Both the character and Winstead's performance were positively received by critics, often being singled out as one of the highlights of the film, even by its detractors. The character's fate given the movie's ambiguous ending has also attracted discussion.

Appearances

Final Destination 3
Wendy lives in McKinley, Pennsylvania, with her sister Julie Christensen. She is shown to be a control freak. She is dating Jason Wise, and is friends with Kevin Fischer and Carrie Dreyer. She is the school photographer for the yearbook. Wendy and her friends celebrate at the amusement park for their senior field trip. At the start of the film, Wendy admits that she doesn't care for Kevin, but as the movie goes on she slowly forms a caring relationship with Kevin.

Before boarding a roller coaster ride known as "Devil's Flight", Wendy begins to have the feeling of "having no control". Shortly after being seated on the coaster, she suffers a premonition of the entire ride derailing and brutally killing her and all the other passengers. She panics, and manages to get several of her fellow students off, before realizing her boyfriend Jason and best friend Carrie are still on the roller coaster. She fails to get them off the ride in time and witnesses the derailment of the roller coaster and the death of Jason and Carrie.

After the incident, she is determined to leave McKinley due to the bad memories. When she begins noticing the photographs she took on the night of the roller coaster ride carry ominous clues as to how the other survivors eventually meet their end and also learns details of the Flight 180 disaster from Kevin beforehand, she then pairs up with him to save the other survivors; she ends up only managing to rescue Ian McKinley, her sister Julie, and Kevin from their second intended deaths. Shortly after, Ian confronts Wendy, Kevin, and Julie; he blames Wendy for his girlfriend Erin Ulmer's death and is determined to ensure that she will not survive. Fireworks behind Wendy nearly hit her, but she avoids them and thus escapes her second death. However, they hit a nearby cherry picker, and it collapses and kills Ian. Wendy, Kevin, and Julie believe they have managed to escape Death, but five months later, Wendy sees signs relating to the events of both the roller coaster and the Flight 180 disasters, and senses something is wrong. After unexpectedly reuniting with Julie and Kevin, she receives another premonition that foretells their deaths in a subway crash. Her attempts to stop the subway are for naught, as the film cuts to black, with sounds of the train derailment being heard just as she runs towards the exit door, leaving her fate ambiguous.

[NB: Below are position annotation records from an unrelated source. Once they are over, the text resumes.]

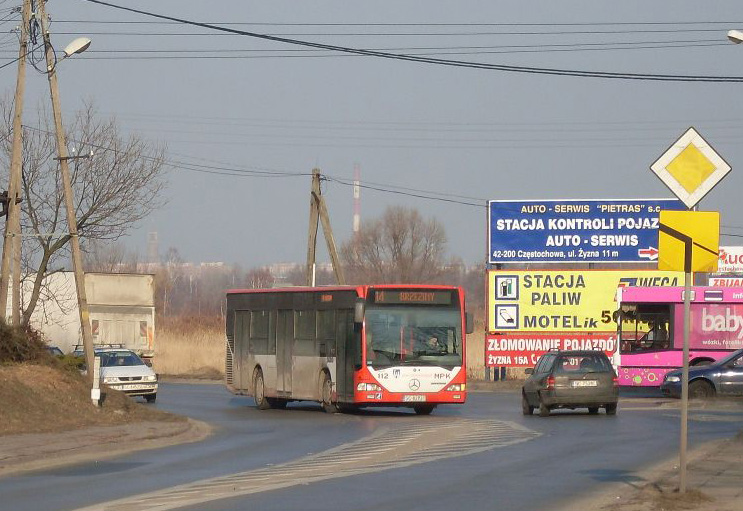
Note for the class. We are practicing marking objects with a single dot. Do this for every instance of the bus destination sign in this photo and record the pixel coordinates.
(575, 231)
(412, 296)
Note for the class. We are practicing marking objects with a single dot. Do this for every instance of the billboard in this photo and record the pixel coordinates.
(726, 281)
(731, 260)
(563, 300)
(570, 231)
(524, 349)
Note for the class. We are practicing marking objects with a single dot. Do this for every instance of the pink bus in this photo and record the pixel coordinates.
(650, 324)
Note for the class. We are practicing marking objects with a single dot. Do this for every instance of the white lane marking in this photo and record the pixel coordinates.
(387, 448)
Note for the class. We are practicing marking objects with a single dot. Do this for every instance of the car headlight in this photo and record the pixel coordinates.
(369, 387)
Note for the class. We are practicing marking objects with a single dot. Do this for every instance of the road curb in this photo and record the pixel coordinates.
(42, 451)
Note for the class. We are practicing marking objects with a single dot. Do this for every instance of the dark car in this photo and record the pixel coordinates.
(571, 379)
(724, 378)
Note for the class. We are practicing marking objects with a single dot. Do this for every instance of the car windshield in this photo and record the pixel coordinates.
(730, 357)
(584, 363)
(413, 336)
(119, 358)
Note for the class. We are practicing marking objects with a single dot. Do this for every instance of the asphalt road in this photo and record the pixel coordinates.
(483, 455)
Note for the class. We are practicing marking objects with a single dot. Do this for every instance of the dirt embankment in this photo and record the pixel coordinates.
(37, 398)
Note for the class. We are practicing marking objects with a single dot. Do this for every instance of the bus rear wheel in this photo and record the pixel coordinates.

According to Winstead, the character is not dead: "I didn't die. Or rather, it's open to debate."

In January 2021, Screen Rant horror author Mara Bachman explored the possibilities of Wendy surviving. Bachman concluded her long analysis by saying that Wendy did not survive, and says that had she survived, she should be featured in the sixth installment, which she said is very unlikely, adding that Final Destination 5 completed the original movie timeline.

Alternate endings
Three alternate endings result in different fates for Wendy.

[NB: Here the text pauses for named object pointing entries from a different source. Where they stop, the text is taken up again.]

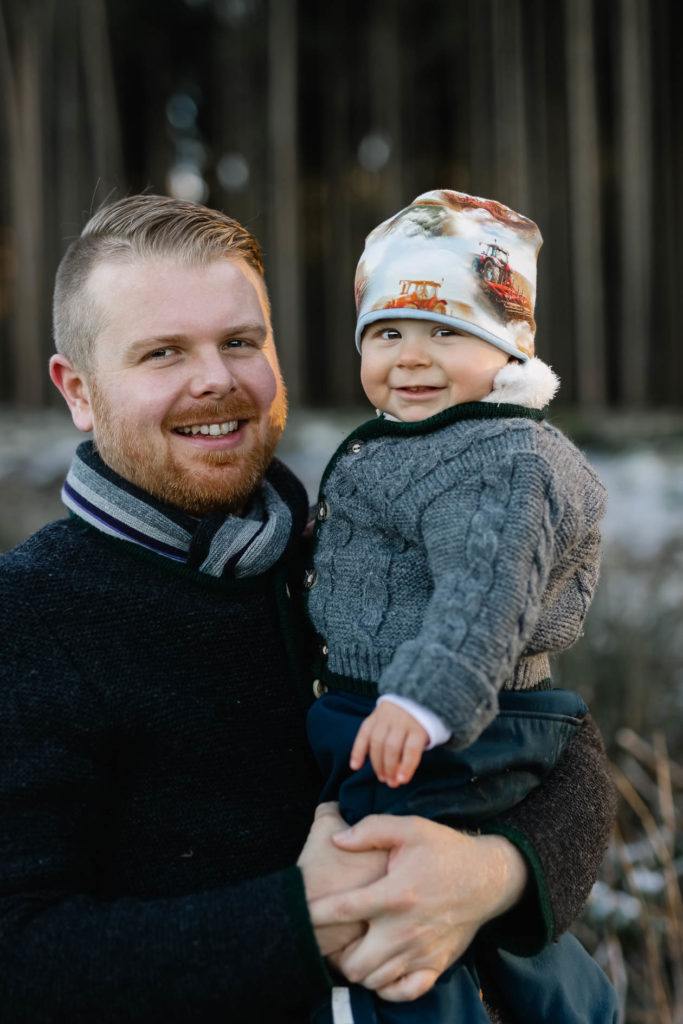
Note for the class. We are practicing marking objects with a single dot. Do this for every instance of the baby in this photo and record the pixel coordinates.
(457, 545)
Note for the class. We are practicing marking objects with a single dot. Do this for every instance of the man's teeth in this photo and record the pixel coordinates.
(212, 429)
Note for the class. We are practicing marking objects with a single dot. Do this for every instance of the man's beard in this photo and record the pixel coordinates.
(183, 486)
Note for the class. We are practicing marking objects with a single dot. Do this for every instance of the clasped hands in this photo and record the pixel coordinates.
(395, 900)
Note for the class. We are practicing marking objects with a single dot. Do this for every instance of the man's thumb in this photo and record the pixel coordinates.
(377, 832)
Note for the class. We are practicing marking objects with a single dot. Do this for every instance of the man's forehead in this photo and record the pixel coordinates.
(161, 283)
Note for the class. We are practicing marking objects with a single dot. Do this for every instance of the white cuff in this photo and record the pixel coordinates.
(435, 727)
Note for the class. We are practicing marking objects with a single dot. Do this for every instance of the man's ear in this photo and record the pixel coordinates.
(74, 387)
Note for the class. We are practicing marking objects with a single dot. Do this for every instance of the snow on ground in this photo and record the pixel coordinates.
(644, 483)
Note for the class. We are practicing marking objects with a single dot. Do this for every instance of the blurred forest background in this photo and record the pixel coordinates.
(310, 123)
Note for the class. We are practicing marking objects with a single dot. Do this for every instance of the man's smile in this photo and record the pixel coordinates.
(212, 429)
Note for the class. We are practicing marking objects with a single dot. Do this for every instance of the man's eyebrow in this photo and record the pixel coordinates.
(161, 340)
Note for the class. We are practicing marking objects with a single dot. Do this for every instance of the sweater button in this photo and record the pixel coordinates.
(309, 578)
(318, 688)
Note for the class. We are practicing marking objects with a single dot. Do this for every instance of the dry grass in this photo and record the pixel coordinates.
(634, 921)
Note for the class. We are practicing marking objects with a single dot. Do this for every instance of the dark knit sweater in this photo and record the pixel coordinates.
(156, 788)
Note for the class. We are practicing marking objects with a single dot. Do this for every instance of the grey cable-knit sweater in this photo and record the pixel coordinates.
(453, 555)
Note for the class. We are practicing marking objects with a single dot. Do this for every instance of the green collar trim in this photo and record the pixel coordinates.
(381, 427)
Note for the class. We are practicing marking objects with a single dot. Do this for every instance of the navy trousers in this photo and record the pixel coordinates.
(464, 788)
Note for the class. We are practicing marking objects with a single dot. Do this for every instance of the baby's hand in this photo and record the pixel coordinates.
(394, 740)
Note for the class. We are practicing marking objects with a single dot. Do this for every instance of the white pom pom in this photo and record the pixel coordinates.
(531, 384)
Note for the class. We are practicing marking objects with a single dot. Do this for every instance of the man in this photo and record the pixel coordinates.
(157, 782)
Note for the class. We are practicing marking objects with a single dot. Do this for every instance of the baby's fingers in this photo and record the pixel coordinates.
(410, 759)
(360, 745)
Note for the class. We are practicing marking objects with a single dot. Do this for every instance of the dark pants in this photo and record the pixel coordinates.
(464, 788)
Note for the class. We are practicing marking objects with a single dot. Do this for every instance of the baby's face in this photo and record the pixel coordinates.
(414, 369)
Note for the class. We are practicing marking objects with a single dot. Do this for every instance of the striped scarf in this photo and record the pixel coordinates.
(219, 545)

In the first alternate ending on the DVD, after Ian gets completely crushed, she along with Kevin and Julie leave the tricentennial, but not before the camera which Wendy threw to the ground takes one last picture of them, presumably hinting their next way of death. In another ending, Wendy did not receive the second premonition and the film ends with the subway barreling straight into her, explicitly showing her death. In the final alternate ending, Wendy receives her vision before she boards the roller coaster, and manages to save herself along with Kevin, Jason, and Carrie.

Final Destination 5
In the fifth installment of the Final Destination franchise, Wendy appears through archive footage.

Literature
Wendy appears in the novelization of Final Destination 3 by Christa Faust. The storyline follows the same one as the film but in the novel Wendy survives. In the novel, Wendy's relationship with Kevin, opposite to the film, turns sexual, when they are in the gym where Lewis Romero dies.

Casting and creation
In a DVD feature, James Wong revealed that he originally intended for Wendy to be a "perky blonde" and that Alexis Bledel had auditioned for the role. Winstead, who got cast in March 2005, had previously auditioned for the second film, won the role because she brought emotion and character that impressed Wong and Morgan. When asked if she was a fan of the Final Destination franchise prior to being cast in the third film, Winstead mentioned auditioning for the second film saying, "Definitely. I was a fan of both films. I auditioned for the second one, but didn’t make it. I was happy to get a shot here". Wong described Wendy as being "deeply affected by the accident, but she’s strong, and fights to maintain control."

Reception

Wendy has received a positive reception from critics. Winstead's performance was met with generally positive reception among critics. James Berardinelli says she "does as competent a job as one could expect in these dire circumstances." Felix Gonzalez, Jr. speaks positively of Winstead's and Merriman's performances, saying "the film is not entirely unwatchable. Mary Elizabeth Winstead and Ryan Merriman are likeable in the lead roles."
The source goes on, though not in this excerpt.